LONDON – New Australian low-cost start-up airline Bonza is now cleared to commence operations, following the issue of it’s Air Operator’s Certificate by the Australian aviation regulator.
The Australian Civil Aviation Safety Authority (CASA) today issued an Air Operator’s Certificate (AOC) to new Australian airline Bonza after the carrier submitted final documents and successfully completed proving flights.
The AOC is the regulatory approval required by Bonza to fly scheduled passenger-carrying flights in Australia.
A specialist CASA team has been working with Bonza since it submitted its application last year, progressively assessing various components and providing feedback.
CASA Director of Aviation Safety and Chief Executive Officer Pip Spence said Bonza went through a rigorous assessment and validation process to ensure it could operate safely.
“This is a significant milestone and we congratulate Bonza on achieving its air operator’s certificate,” Ms Spence said.
“The CASA and Bonza teams worked collaboratively throughout the application to ensure the airline’s operations met Australia’s high aviation safety standards. I would especially like to acknowledge Bonza’s willingness to work with us on this complex process.”
Ms Spence said the AOC process was designed to ensure that everyone boarding an aircraft in Australia could do so with confidence and the knowledge they were travelling safely.
“All commercial operators in Australia have to go through this process, which considers how the operator will meet the required safety standards,” she said.
“Our assessment includes a thorough examination of technical documentation as well as verification and testing.
The process examines whether the airline has the facilities, processes and appropriately trained personnel to comply with their operations manual.
It involves conducting assessments of the carrier’s proposed operations, facilities, aircraft and the aerodromes to which they operate to ensure that they meet our safety requirements.
‘Australia has one of the safest aviation industries in the world and travellers should be assured when they get on a Bonza aircraft that the operator has been assessed in detail to ensure it complies with the same safety requirements as other Australian airlines,’ Ms Spence concluded.
For the new start-up airline, the lead up process with certification approvals has been a protracted one. The bureaucratic process being what it is, Bonza had previously anticipated an operation start-up of mid-year 2022.

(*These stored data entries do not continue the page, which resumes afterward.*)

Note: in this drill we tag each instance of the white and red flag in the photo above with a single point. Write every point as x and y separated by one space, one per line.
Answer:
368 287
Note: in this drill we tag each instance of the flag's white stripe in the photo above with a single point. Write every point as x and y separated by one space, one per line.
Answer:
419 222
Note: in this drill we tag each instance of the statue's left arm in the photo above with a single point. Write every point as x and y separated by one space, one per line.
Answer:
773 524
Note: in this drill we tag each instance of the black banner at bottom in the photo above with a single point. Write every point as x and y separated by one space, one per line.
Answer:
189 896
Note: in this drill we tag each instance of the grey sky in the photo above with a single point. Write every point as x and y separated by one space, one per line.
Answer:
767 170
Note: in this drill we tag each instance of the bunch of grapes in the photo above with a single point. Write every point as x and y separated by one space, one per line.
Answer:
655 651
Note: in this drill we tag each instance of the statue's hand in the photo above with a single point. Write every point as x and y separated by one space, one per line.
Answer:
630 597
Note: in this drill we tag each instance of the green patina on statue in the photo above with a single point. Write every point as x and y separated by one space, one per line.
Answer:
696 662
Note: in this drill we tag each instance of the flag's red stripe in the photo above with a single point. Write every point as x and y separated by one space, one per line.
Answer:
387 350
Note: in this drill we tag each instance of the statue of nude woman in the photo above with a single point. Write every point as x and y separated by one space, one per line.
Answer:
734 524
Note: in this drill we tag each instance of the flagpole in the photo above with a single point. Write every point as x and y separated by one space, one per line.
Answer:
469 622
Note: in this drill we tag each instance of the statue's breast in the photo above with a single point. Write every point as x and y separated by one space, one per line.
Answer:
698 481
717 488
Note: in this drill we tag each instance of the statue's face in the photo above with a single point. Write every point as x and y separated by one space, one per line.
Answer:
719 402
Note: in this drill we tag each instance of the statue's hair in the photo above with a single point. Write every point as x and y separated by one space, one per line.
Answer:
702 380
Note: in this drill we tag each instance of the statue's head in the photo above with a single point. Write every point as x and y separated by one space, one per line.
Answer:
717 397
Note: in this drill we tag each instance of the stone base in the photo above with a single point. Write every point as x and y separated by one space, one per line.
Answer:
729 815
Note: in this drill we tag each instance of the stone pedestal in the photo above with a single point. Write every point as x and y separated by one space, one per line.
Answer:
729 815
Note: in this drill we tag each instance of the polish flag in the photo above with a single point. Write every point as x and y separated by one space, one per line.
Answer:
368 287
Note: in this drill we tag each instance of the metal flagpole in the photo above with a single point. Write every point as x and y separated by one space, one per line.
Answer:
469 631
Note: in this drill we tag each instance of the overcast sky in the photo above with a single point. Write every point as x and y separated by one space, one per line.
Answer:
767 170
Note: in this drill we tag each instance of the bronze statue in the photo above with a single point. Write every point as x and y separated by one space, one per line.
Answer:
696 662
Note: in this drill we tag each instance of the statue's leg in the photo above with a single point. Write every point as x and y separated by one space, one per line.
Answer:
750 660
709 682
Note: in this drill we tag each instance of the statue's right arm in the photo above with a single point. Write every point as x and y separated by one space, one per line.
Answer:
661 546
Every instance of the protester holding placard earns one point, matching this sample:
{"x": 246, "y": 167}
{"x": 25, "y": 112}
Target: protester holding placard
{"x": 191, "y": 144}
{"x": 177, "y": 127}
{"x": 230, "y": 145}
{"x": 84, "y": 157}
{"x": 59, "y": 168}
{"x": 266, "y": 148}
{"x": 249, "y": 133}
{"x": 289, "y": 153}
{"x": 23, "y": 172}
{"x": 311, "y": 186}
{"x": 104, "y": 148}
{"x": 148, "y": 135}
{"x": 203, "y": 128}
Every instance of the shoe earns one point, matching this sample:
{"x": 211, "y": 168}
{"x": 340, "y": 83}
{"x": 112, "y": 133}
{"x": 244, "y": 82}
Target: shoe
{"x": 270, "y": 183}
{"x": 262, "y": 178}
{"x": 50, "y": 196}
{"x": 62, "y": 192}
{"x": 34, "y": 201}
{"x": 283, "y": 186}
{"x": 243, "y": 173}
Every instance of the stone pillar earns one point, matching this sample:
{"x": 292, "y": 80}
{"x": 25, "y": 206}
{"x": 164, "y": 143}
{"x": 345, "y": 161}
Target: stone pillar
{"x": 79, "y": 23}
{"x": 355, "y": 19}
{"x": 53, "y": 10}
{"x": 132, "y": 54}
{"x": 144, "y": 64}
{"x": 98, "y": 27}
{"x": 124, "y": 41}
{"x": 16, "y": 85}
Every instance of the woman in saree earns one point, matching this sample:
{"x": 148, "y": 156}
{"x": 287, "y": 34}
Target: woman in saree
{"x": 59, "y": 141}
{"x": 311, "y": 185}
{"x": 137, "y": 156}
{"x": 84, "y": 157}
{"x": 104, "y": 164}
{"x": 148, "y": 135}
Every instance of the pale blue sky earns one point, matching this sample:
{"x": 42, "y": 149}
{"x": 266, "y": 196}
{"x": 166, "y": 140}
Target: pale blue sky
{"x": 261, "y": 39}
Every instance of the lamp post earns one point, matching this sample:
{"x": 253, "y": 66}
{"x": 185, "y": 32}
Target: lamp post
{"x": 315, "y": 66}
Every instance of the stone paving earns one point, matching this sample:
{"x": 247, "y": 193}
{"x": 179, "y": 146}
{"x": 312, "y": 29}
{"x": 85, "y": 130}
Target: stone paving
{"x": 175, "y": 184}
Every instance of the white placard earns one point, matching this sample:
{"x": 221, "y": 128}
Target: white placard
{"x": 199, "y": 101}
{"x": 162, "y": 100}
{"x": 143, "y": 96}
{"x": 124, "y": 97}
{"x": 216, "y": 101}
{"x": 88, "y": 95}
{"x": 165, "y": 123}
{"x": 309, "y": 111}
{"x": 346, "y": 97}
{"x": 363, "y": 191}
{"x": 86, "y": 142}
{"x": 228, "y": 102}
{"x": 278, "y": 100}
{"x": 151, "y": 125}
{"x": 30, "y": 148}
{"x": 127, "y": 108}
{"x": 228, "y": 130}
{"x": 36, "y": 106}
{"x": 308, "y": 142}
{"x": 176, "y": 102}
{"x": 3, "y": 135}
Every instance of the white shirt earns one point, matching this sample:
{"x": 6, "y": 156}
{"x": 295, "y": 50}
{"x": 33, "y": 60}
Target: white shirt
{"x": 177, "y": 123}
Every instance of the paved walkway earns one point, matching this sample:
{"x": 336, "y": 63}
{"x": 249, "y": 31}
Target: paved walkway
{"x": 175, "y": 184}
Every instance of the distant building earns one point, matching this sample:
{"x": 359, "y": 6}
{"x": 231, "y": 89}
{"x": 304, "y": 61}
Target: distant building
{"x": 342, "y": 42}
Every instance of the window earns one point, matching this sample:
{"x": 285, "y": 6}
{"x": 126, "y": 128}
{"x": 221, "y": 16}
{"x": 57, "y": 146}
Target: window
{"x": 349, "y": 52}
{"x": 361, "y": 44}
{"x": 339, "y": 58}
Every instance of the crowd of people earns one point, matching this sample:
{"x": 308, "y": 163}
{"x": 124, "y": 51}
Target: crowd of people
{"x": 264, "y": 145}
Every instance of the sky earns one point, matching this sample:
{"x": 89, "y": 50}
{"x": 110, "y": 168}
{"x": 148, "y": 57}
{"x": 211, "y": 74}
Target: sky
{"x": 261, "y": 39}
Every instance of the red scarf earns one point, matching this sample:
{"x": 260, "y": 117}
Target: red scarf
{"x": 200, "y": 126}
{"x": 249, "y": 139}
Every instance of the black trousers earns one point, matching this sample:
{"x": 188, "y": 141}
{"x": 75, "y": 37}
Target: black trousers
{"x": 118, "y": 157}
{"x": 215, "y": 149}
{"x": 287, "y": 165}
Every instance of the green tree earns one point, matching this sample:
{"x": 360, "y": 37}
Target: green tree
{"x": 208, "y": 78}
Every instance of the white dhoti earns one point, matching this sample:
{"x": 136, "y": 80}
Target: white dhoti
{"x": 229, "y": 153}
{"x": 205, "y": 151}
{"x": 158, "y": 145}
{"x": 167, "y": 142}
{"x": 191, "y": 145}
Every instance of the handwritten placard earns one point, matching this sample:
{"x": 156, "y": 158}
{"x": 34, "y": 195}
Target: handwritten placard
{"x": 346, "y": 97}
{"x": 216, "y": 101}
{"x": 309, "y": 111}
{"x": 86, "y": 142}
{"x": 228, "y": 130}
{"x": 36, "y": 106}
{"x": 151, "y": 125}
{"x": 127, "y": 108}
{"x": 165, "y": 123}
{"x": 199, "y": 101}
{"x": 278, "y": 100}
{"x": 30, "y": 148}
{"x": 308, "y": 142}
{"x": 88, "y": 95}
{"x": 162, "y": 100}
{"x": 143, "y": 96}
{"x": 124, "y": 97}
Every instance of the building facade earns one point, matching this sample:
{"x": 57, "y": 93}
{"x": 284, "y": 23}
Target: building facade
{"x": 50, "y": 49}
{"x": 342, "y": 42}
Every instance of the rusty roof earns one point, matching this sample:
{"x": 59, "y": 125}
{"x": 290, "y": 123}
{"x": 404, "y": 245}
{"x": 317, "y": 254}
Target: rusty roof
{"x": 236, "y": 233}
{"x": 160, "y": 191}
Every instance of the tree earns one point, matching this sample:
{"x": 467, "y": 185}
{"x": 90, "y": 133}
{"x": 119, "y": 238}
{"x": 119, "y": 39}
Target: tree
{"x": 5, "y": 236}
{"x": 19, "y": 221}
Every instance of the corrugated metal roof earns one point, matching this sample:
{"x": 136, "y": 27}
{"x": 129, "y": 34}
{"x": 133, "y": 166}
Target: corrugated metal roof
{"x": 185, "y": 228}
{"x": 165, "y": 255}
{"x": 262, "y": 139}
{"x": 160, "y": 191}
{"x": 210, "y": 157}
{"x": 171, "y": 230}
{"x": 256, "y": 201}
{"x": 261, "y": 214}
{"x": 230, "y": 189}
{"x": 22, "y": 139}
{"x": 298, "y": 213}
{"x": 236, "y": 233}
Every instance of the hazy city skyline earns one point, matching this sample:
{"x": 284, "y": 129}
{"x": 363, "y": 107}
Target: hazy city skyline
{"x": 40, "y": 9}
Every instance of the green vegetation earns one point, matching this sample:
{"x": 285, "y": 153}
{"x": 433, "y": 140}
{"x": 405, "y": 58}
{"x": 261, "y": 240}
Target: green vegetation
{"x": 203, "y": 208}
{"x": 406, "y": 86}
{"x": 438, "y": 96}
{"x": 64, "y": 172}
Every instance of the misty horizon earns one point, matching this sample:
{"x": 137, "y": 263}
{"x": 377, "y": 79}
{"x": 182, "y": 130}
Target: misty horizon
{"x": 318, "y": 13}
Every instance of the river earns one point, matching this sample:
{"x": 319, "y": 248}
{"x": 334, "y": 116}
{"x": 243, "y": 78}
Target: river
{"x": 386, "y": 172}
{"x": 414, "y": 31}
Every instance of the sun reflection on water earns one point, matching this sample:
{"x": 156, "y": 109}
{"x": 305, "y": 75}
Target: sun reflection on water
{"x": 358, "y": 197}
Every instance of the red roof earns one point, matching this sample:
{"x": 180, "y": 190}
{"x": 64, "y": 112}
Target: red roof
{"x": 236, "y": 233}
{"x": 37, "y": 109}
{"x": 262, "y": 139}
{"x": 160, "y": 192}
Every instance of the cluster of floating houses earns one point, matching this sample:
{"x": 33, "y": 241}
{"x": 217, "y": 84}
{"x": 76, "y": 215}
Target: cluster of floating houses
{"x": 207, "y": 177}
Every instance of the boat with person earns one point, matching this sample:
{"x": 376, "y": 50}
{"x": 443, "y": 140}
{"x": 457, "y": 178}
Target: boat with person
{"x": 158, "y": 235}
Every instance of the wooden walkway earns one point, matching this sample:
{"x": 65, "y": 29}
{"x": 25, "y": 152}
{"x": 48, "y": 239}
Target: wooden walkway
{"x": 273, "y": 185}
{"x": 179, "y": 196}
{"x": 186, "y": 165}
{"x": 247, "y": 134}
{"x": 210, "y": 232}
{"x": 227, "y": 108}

Operating a fleet of new Boeing 737 MAX 8 aircraft, the new start-up airline will ultimately spread their network across 17 regional locations through the Australian east coast states of Queensland, New South Wales and Victoria.
Planned destinations include Albury, Avalon, Bundaberg, Cairns, Coffs Harbour, Gladstone, Mackay, Melbourne, Mildura, Newcastle, Port Macquarie, Rockhampton, Sunshine Coast, Toowoomba, Wellcamp, Townsville and the Whitsunday Coast.
The Australian domestic market has a prior history of start-up airlines coming and going. On the one hand Australia is a huge continent with its major population centres spread across vast distances. On the other side of the coin, it is a large landmass with a relatively low population base of only 25 million.
A key to Bonza’s start-up strategy is that of the 27 planned routes, 25 of them are not currently being served by current air operators.